La publication souligne ainsi qu'à cause de la pandémie, le nombre de personnes en Afrique subsaharienne n'ayant pas accès à l'électricité a augmenté pour la première fois depuis des années. Selon le rapport, l'accroissement de la pauvreté a sans doute rendu les services d'électricité inabordables pour plus de 100 millions de personnes à travers le monde.

Incertitudes sur les émissions négatives

Outre l'impact de la pandémie de coronavirus, l'édition 2020 du WEO est aussi marquée par l'intégration d'un nouveau scénario visant la neutralité carbone en 2050, une première. Si l'initiative a été saluée par plusieurs ONG, dont Reclaim Finance et Oil Change International, ces dernières regrettent toutefois que ce scénario, baptisé NZE2050, s'arrête en 2030.

Les scénarios publiés par l'AIE influencent très largement les gouvernements, les grandes entreprises et les institutions financières dans la mise en oeuvre de leur stratégie de décarbonation. Toutefois, plusieurs ONG estiment que ces derniers ne sont pas suffisamment robustes pour être en phase avec les objectifs des Accords de Paris. Elles dénoncent notamment la place prépondérante accordée aux émissions négatives, comme les technologies de capture de CO2 qui permettent de diminuer les émissions de CO2 au niveau même des installations polluantes, comme les centrales à charbon.

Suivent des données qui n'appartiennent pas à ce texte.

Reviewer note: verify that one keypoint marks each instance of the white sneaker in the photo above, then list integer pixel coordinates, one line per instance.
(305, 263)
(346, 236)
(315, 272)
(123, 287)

"Beaucoup d'incertitudes entourent ces technologies. Aujourd'hui, nous n'avons recensé que 19 projets opérationnels dans le monde entier. Nous sommes assez loin de l'industrialisation", juge Paul Schreiber de Reclaim Finance, pour qui ces technologies favorisent le maintien des énergies polluantes. Le scénario NZE2050 permettrait ainsi d'émettre 18% de CO2 de plus d'ici 2030 (soit 3.6 gigatonnes) qu'un scénario à 1.5°C sans émissions négatives.